Gli investimenti nella transizione ecologica nell’Unione europea sono frenati dalla mancanza di lavoratori qualificati.
Se la cosa è evidente guardando anche solo al fotovoltaico italiano, che fatica a trovare installatori, progettisti e altre figure professionali, la conferma arriva ora da un sondaggio della Bei, la Banca europea degli investimenti, e pubblicato nel recente report Investment Report 2022/2023 (documento in basso).
Seconda la rilevazione Bei, condotta nel 2022 su oltre 12.500 imprese e 685 autorità locali, più dell’85% delle aziende e il 60% delle autorità locali intervistate hanno una carenza di competenze, in particolare nei settori dell’ingegneria e del digitale, che sta impedendo la realizzazione di progetti che dovrebbero frenare il cambiamento climatico.
Altro grande handicap del vecchio continente rispetto a competitor internazionali è che le imprese europee investono molto meno in ricerca e sviluppo: circa tre quinti di quanto stanziano le aziende di nazioni come Usa e Giappone.
“Gli investimenti per contrastare il cambiamento climatico stanno aumentando, ma sono ancora molto al di sotto di quanto necessario per raggiungere l’obiettivo europeo di zero emissioni nette entro il 2050”, si legge nel rapporto della Bei, che fa da sfondo efficace al piano che l’Ue sta preparando per recuperare il terreno sulle tecnologie verdi nella competizione internazionale.

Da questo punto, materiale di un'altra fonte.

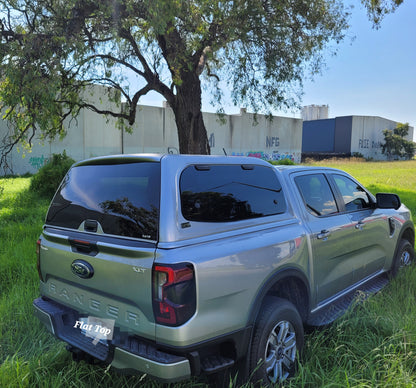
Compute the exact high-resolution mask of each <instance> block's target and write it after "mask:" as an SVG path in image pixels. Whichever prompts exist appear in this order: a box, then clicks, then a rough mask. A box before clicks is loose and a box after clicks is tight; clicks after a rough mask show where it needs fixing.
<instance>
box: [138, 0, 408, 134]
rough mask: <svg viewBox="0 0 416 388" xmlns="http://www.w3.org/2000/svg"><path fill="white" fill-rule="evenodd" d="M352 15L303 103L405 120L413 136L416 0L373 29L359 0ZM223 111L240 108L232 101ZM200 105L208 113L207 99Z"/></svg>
mask: <svg viewBox="0 0 416 388" xmlns="http://www.w3.org/2000/svg"><path fill="white" fill-rule="evenodd" d="M353 3H354V4H355V7H354V9H353V11H352V17H351V20H350V24H351V28H350V30H349V31H348V32H347V37H346V38H345V39H344V41H343V42H342V43H341V44H339V45H338V46H337V54H336V55H335V56H331V55H328V56H327V57H326V66H325V68H324V69H323V71H322V74H321V75H317V76H315V77H314V80H313V81H311V80H309V79H305V80H304V87H303V92H304V94H303V97H302V101H301V104H302V105H303V106H305V105H312V104H315V105H328V106H329V117H339V116H349V115H362V116H380V117H383V118H386V119H389V120H393V121H398V122H402V123H406V122H407V123H409V124H410V125H411V126H413V127H414V130H415V131H414V137H415V139H414V140H415V141H416V22H415V18H416V0H404V2H403V4H402V5H401V6H399V8H398V9H397V10H396V11H395V12H394V13H392V14H390V15H387V16H386V17H385V18H384V19H383V21H382V23H381V26H380V28H379V29H374V28H373V26H372V23H371V22H370V20H369V19H368V17H367V13H366V10H365V9H364V8H363V7H362V6H361V5H360V2H359V0H354V1H353ZM140 102H141V103H142V104H145V105H159V106H161V105H162V99H161V97H159V96H157V95H150V96H148V97H145V98H144V99H141V101H140ZM224 109H225V113H226V114H236V113H238V112H239V110H240V107H235V106H233V105H232V103H231V102H229V103H227V102H226V104H225V106H224ZM202 110H203V111H204V112H207V111H208V112H212V111H214V108H213V107H212V106H210V105H209V101H208V99H207V98H203V106H202ZM275 114H276V115H279V116H288V117H298V118H300V112H299V111H295V112H291V111H289V112H275Z"/></svg>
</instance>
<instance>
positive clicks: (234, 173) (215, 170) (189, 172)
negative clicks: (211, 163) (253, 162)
mask: <svg viewBox="0 0 416 388" xmlns="http://www.w3.org/2000/svg"><path fill="white" fill-rule="evenodd" d="M180 190H181V205H182V214H183V216H184V218H185V219H187V220H189V221H202V222H227V221H238V220H244V219H248V218H254V217H264V216H269V215H274V214H279V213H283V212H284V211H285V210H286V203H285V200H284V197H283V191H282V187H281V186H280V183H279V181H278V179H277V176H276V173H275V172H274V170H273V168H268V167H263V166H240V165H236V166H228V165H227V166H191V167H188V168H186V169H185V170H184V171H183V173H182V176H181V181H180Z"/></svg>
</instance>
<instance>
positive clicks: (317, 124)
mask: <svg viewBox="0 0 416 388" xmlns="http://www.w3.org/2000/svg"><path fill="white" fill-rule="evenodd" d="M334 143H335V119H326V120H312V121H304V122H303V134H302V152H306V153H309V152H317V151H319V152H323V153H325V152H327V153H332V152H334Z"/></svg>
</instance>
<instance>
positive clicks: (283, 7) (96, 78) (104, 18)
mask: <svg viewBox="0 0 416 388" xmlns="http://www.w3.org/2000/svg"><path fill="white" fill-rule="evenodd" d="M362 1H363V3H365V5H366V6H367V9H368V12H369V15H370V17H371V18H373V20H374V23H375V24H376V25H378V23H379V22H380V20H381V17H382V16H383V15H384V14H385V13H386V12H391V11H393V10H394V6H396V5H398V4H399V3H400V2H401V0H362ZM348 17H349V8H348V7H346V6H345V5H344V2H343V1H340V0H316V1H313V2H310V1H308V0H235V1H213V0H189V1H182V0H102V1H93V0H84V1H81V0H66V1H61V0H0V39H1V47H0V108H1V109H2V111H3V115H4V118H5V119H7V120H9V122H10V123H11V124H12V128H13V131H12V136H11V137H10V138H9V139H8V141H7V142H6V143H5V144H4V146H3V155H4V154H5V153H6V154H7V152H10V150H11V149H12V147H13V146H14V145H15V144H17V143H19V142H20V143H25V142H26V143H29V144H30V143H31V141H32V139H33V137H34V136H35V134H36V133H38V132H40V133H41V135H42V137H43V138H44V139H52V138H54V137H55V136H58V135H59V136H64V135H65V130H64V127H63V125H62V123H63V120H64V119H66V118H67V117H71V116H76V115H77V114H78V113H79V111H80V109H83V108H86V109H91V110H93V111H95V112H97V113H99V114H105V115H109V116H112V117H115V118H117V119H118V124H119V125H120V126H122V127H125V128H129V127H130V126H131V125H133V124H134V121H135V119H136V107H137V103H138V102H139V100H140V98H141V97H142V96H144V95H146V94H147V93H149V92H151V91H153V92H157V93H159V94H161V95H162V96H163V97H164V98H165V99H166V100H167V102H168V103H169V105H170V107H171V108H172V109H173V112H174V115H175V120H176V125H177V129H178V138H179V147H180V152H181V153H201V154H207V153H209V152H210V149H209V143H208V139H207V133H206V129H205V126H204V122H203V118H202V114H201V92H202V88H203V87H205V88H207V89H208V90H210V91H211V93H212V96H213V102H214V104H216V106H217V109H218V111H219V112H221V109H222V108H221V96H222V93H221V87H222V85H227V86H228V87H229V88H230V89H231V94H232V99H233V102H234V103H235V104H236V105H238V104H240V105H244V106H246V107H247V108H249V109H252V110H254V111H255V112H258V111H261V110H262V111H264V112H271V110H272V109H274V108H281V107H291V106H293V105H294V104H296V102H297V97H296V96H298V95H299V92H300V90H301V86H302V79H303V77H304V75H305V74H306V73H308V72H311V73H312V74H313V73H316V72H317V71H319V70H320V69H321V67H322V63H323V53H324V50H325V49H326V48H328V47H329V45H330V44H331V43H332V42H334V41H335V42H337V43H338V42H340V41H341V40H342V39H343V38H344V34H345V32H346V30H347V28H348ZM220 81H221V82H222V83H220ZM91 84H101V85H106V86H109V87H111V90H112V91H114V90H115V91H116V92H117V93H113V92H109V98H111V99H113V100H114V101H118V100H119V98H120V96H122V98H123V100H125V101H126V103H125V104H122V105H120V104H118V106H119V108H117V109H115V110H106V109H103V108H102V107H100V105H97V104H92V103H90V102H89V101H88V99H86V98H85V93H83V91H84V90H85V88H86V87H88V85H91ZM109 90H110V89H109ZM293 90H294V91H295V92H293Z"/></svg>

Nell’Unione europea, secondo la Banca, sono necessari investimenti per 1.000 miliardi di euro all’anno per ridurre le emissioni di gas serra del 55% entro il 2030. Si tratta, cioè, di 356 miliardi in più all’anno rispetto al periodo 2010-2020.
“La leadership nella tecnologia verde sarà fondamentale per la competitività futura, ma la preminenza dell’Ue in questo settore è minacciata”, prosegue il report, che sottolinea che “livelli relativamente bassi di investimenti in innovazione, macchinari e attrezzature rischiano di compromettere la capacità dell’Europa di competere a lungo termine.”
Se escludiamo quelli nell’edilizia abitativa, i dati Bei mostrano che, dopo la crisi finanziaria globale, si è aperto tra Europa e Stati Uniti un ampio divario negli investimenti produttivi compreso tra 1,5 e 2 punti percentuali del Pil, gap che tuttora persiste.
Questo è determinato dai maggiori investimenti statunitensi in macchinari, attrezzature e innovazione, in particolare nelle apparecchiature per le tecnologie dell’informazione e della comunicazione (nel settore dei servizi) e nella proprietà intellettuale (nei settori pubblico e della difesa).
Anche la spesa aziendale in ricerca e sviluppo, come anticipato, è bassa nell’Unione europea rispetto ai concorrenti internazionali: 1,5% del Pil nell’Ue nel 2020 contro il 2,6% negli Stati Uniti e in Giappone.
In questo contesto, avverte la Bei, l’Inflation Reduction Act Usa, che dovrebbe fornire quasi 369 miliardi di dollari per progetti energetici e sul cambiamento climatico, “rafforzerà la sfida competitiva delle aziende statunitensi e ha il potenziale per incoraggiare le aziende internazionali a spostare le industrie verdi innovative negli Stati Uniti”.